Another great aspect of Soulslike combat is how the game low-key rewards you with a smoother game-play if you manage to… for the lack of a better phrase… git gud. For example, there are two different approaches you can take to defense: dodging and blocking. Blocking is the more reliable, but slower way of defending yourself. If you make yourself a full tank (like wearing full Havel Armor) and equip a nice shield, there’s not much that can stand in your way and with enough patience, you can overcome most of the game’s challenges. But the keyword here is “patience” because as a full tank, you’re like a turtle made of rock.
But all the cool kids on Youtube, the ones who make these crazy videos that make you feel insecure about your skills – like Finishing Dark Souls without taking a hit – don’t bother with shields and blocking. Hell, they don’t even bother with armor. They know the patterns of enemy attack so well, they are so confident in their rolling and strafing skills, that they just pick one high-damage weapon, hold it with both hands (which makes it do more damage) and go around Lordran as a butt-naked zombie, one-shotting every monster that comes along their way. Dark Souls makes playing as a glass cannon look like the most badass skill ever.
This is ultimately the main attraction behind Soulslike games, and more generally, “git gud” games, like Cuphead, Ninja Gaiden, and the new DOOM games on a higher difficulty. Contrary to popular belief, git gud games are not simply hard. They can be very hard or very easy depending on your skill level. When people praise the difficulty of Soulslike games, they are not being elitists. If difficulty by itself was a praiseworthy quality, then we would all be worshippers at the altar of 80s arcade games. But the intention behind the difficulty of those games was to persuade kids to feed the arcade machine with more coins. While on the other hand, the difficulty of “git gud” games is calculated and skill reliant.
Dark Souls popularized the notion of “git gud” because it combined RPG depth with flashy hack & slash combat. This combat system didn’t wholly rely on stat-checking; well-timed reactions never became unnecessary as you got stronger. You will always get punished for being careless and making glaring mistakes.

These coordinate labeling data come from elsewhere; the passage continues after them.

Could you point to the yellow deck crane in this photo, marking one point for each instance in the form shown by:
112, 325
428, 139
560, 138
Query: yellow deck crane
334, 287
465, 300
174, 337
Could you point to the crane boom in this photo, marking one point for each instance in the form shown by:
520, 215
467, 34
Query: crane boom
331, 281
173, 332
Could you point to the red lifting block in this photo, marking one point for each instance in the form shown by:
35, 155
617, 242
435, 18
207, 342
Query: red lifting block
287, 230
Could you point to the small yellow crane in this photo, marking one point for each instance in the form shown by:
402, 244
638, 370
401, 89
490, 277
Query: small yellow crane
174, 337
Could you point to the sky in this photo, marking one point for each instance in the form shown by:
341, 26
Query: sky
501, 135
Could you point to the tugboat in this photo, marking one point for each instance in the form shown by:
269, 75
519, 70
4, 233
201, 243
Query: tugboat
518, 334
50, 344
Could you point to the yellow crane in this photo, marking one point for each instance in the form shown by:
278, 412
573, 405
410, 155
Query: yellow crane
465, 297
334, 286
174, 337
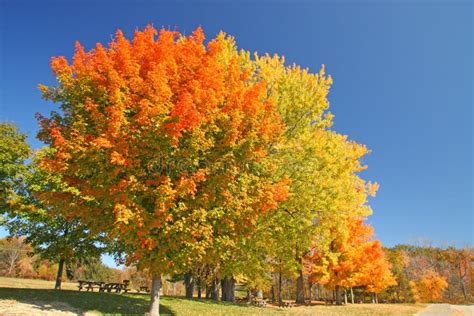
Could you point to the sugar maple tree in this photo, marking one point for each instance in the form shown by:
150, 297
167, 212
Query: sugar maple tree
353, 259
160, 142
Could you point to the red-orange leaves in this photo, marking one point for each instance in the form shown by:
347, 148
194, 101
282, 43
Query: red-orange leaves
162, 140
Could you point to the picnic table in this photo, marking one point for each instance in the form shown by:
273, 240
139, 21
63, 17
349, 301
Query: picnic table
89, 285
145, 289
287, 304
259, 302
102, 286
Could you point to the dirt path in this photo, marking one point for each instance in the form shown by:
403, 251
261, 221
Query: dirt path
446, 309
12, 307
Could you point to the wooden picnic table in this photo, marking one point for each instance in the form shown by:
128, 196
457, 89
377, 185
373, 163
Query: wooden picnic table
102, 286
259, 302
90, 285
145, 289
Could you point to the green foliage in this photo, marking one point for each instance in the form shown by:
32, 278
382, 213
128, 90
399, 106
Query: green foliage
13, 152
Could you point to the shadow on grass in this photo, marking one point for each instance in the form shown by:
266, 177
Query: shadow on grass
106, 303
197, 301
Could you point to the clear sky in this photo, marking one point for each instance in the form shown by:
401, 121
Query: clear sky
402, 70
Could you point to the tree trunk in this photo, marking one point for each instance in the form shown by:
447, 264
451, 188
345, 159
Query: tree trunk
461, 279
338, 295
228, 289
189, 284
310, 287
199, 292
59, 275
300, 288
215, 289
155, 295
280, 296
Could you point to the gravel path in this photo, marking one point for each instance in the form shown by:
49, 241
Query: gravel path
446, 309
12, 307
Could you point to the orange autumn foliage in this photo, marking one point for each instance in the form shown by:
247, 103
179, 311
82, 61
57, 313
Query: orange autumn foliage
353, 260
161, 145
429, 287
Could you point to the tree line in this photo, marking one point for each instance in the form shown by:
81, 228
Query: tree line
194, 159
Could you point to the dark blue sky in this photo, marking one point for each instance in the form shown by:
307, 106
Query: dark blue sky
402, 70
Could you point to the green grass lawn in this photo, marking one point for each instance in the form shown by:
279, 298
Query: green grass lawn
111, 303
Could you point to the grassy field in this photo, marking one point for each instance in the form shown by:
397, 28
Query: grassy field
39, 292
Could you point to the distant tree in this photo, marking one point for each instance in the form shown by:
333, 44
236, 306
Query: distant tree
429, 287
12, 252
52, 236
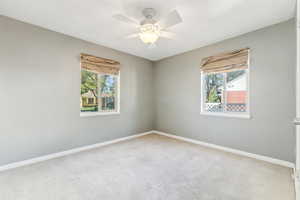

This combat system became even deeper and more satisfying with the addition of “weapon arts” or “skills” in Dark Souls 3 and Elden Ring. In Elden Ring, which is the apex of everything From Software has learned about designing combat systems, every single weapon type (of which there are 31) and every single skill (of which there are around 100) creates a whole different feel to the combat. What makes this more impressive is that by using items called “Ashes of War”, you can change the skill of a weapon, creating an even bigger variety of the ways each weapon works. Add all the game’s weird weapons to the mix, and you’ve got yourself all the RPG depth you need in the world. Honorable mention goes to Ghiza’s Wheel, which is technically a Chainsaw reimagined as a sword/spear, and Hand Ballistas, which temporarily turns Elden Ring into a tank simulator.
And that wraps it up. As they say, all those who reach greatness stand on the shoulders of giants. And Soulsborne games owe their greatness to a lot of giants, from so many different fields. One glaring example of that is the combat system of these games, which takes inspiration from the best possible sources, from the way they look to the way they work.